Бен спокойно все это выслушал и улыбнулся в ответ.
— А вы похожи — вот и Мелисса то же самое говорит о Бене Литтоне, слово в слово. Выходит, у нас с молодым Кристофером, в конечном счете, много общего. А мы столько лет потратили на ненависть друг к другу. Ирония судьбы! Придется нам снова познакомиться. На сей раз, может быть, поладим.
— Да, похоже, поладите.
— Мелисса через неделю-другую присоединится ко мне. Приедет в Порткеррис.
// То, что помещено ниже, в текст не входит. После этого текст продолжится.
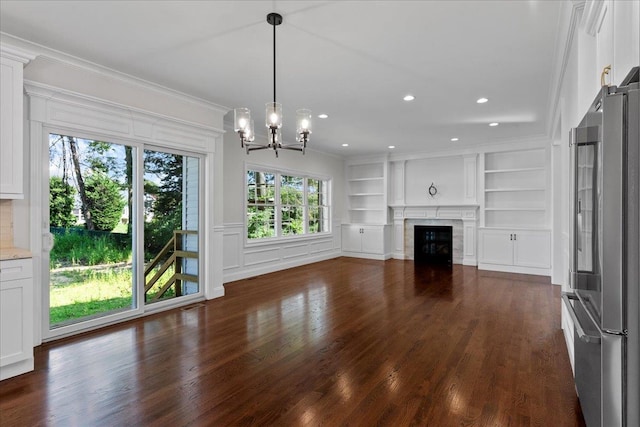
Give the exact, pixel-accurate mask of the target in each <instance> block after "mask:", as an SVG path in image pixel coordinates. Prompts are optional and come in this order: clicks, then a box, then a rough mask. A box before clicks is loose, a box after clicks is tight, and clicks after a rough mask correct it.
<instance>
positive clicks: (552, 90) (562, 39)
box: [546, 1, 585, 138]
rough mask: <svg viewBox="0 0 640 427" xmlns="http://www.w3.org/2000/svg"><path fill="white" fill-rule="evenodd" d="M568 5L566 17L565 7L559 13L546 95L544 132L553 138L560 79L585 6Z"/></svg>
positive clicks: (556, 113)
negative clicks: (549, 81)
mask: <svg viewBox="0 0 640 427" xmlns="http://www.w3.org/2000/svg"><path fill="white" fill-rule="evenodd" d="M570 7H571V10H570V12H569V17H568V18H567V17H566V13H567V11H566V9H565V11H563V12H564V13H560V15H559V18H558V19H559V20H560V22H559V25H560V26H561V30H560V31H559V32H558V37H557V40H556V58H555V65H554V70H553V77H552V84H551V86H550V91H551V93H550V94H549V96H548V99H549V107H548V108H547V111H548V115H547V129H546V133H547V135H548V136H549V138H553V132H554V129H555V128H556V127H557V125H558V120H560V117H559V114H558V108H559V105H560V89H561V88H562V81H563V80H564V77H565V74H566V72H567V66H568V63H569V58H570V57H571V50H572V48H573V42H574V36H575V33H576V28H577V27H578V25H579V23H580V19H581V17H582V14H583V11H584V7H585V2H584V1H573V2H572V3H571V6H570Z"/></svg>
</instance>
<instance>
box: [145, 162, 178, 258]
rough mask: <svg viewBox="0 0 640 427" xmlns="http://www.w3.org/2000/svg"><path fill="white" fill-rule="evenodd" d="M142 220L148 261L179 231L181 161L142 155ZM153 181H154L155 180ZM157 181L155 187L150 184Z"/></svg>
mask: <svg viewBox="0 0 640 427" xmlns="http://www.w3.org/2000/svg"><path fill="white" fill-rule="evenodd" d="M144 167H145V193H146V195H147V196H148V200H145V217H152V219H151V220H150V221H146V220H145V224H144V232H145V235H144V246H145V254H146V256H147V257H153V256H155V255H156V254H157V253H158V252H160V250H161V249H162V248H163V247H164V245H165V244H166V243H167V242H168V241H169V240H170V239H171V238H172V237H173V232H174V230H180V229H181V228H182V196H183V194H182V184H183V174H182V173H183V157H182V156H181V155H178V154H171V153H163V152H160V151H152V150H145V151H144ZM154 177H155V178H154ZM152 178H154V179H156V180H157V181H158V184H156V183H154V182H153V181H152Z"/></svg>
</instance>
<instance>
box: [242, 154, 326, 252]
mask: <svg viewBox="0 0 640 427" xmlns="http://www.w3.org/2000/svg"><path fill="white" fill-rule="evenodd" d="M249 172H262V173H265V174H273V175H274V183H275V189H274V204H273V206H274V216H275V217H274V221H273V223H274V228H275V235H274V236H272V237H259V238H250V237H249V235H248V229H249V220H248V215H247V213H248V208H249V206H251V204H250V203H249V197H248V196H249V185H248V183H247V176H248V173H249ZM283 175H284V176H292V177H296V178H302V184H303V194H302V197H303V201H302V205H301V206H302V209H303V232H302V233H300V234H290V235H284V234H283V229H282V207H283V206H284V205H283V204H282V200H281V186H282V176H283ZM309 179H314V180H318V181H321V182H325V185H326V191H325V193H324V194H325V200H326V204H322V205H320V204H318V207H325V208H326V210H327V217H328V218H327V220H326V224H327V230H325V231H319V232H316V233H310V232H309V200H308V196H309V186H308V181H309ZM332 181H333V179H332V178H331V177H330V176H326V175H321V174H309V173H305V172H301V171H296V170H291V169H285V168H277V167H272V166H267V165H258V164H251V163H245V167H244V174H243V186H244V202H243V206H244V219H243V229H244V242H245V246H259V245H264V244H270V243H275V242H279V241H292V240H306V239H317V238H322V237H327V236H330V235H331V233H332V221H331V206H332V202H333V193H332ZM287 206H289V205H287Z"/></svg>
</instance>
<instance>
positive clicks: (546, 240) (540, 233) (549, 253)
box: [513, 230, 551, 268]
mask: <svg viewBox="0 0 640 427" xmlns="http://www.w3.org/2000/svg"><path fill="white" fill-rule="evenodd" d="M514 234H515V240H514V241H513V263H514V265H519V266H522V267H538V268H550V267H551V234H550V233H549V232H548V231H533V230H532V231H528V230H527V231H523V230H518V231H517V232H515V233H514Z"/></svg>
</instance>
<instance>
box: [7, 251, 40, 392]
mask: <svg viewBox="0 0 640 427" xmlns="http://www.w3.org/2000/svg"><path fill="white" fill-rule="evenodd" d="M32 275H33V274H32V262H31V259H19V260H11V261H1V262H0V380H4V379H6V378H10V377H13V376H16V375H20V374H23V373H25V372H29V371H32V370H33V279H32Z"/></svg>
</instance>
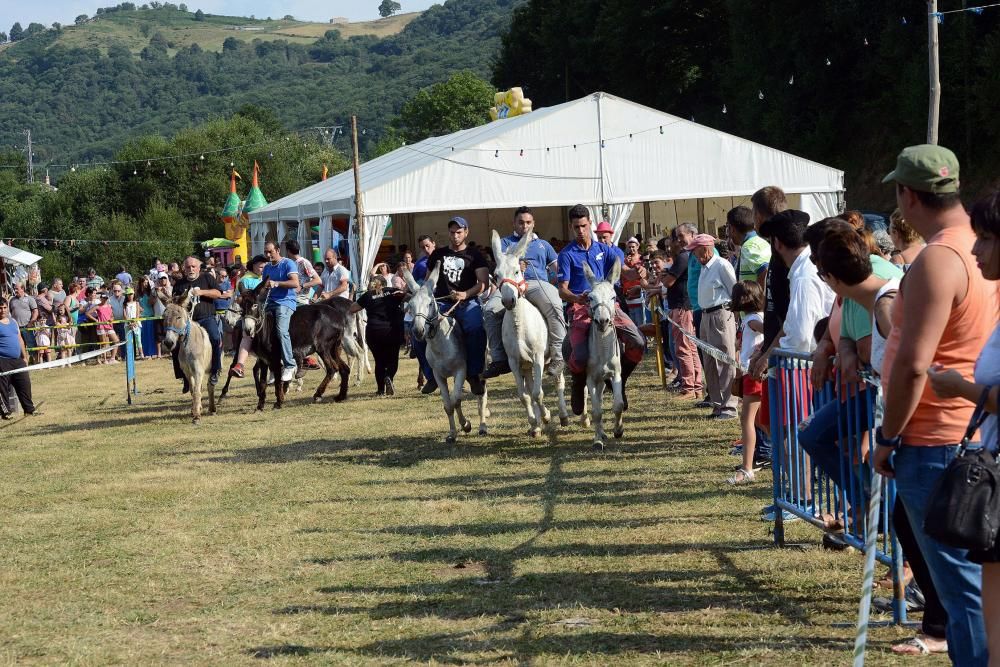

— И будет жить в коттедже? — недоверчиво спросила Эмма.
Бен заулыбался.
— Мелисса? В коттедж? Ты, наверно, шутишь. Уже зарезервирован номер люкс в «Замке». Я буду жить как золотая рыбка в аквариуме, но, может, оттого что старею, сибаритское существование начинает открывать передо мной свои прелести.
— А она не возражает? Она не против, что ты возвращаешься домой? Поцеловал и уехал, даже не переменив рубашку?
— Эмма, Мелисса — умная женщина. Она не накалывает мужчину на булавку и не забирает в свою собственность. Она знает, что лучший способ удержать того, кого любишь, это… очень ласково… отпустить его на свободу. Женщины не сразу это понимают. Эстер так и не поняла. А ты — понимаешь?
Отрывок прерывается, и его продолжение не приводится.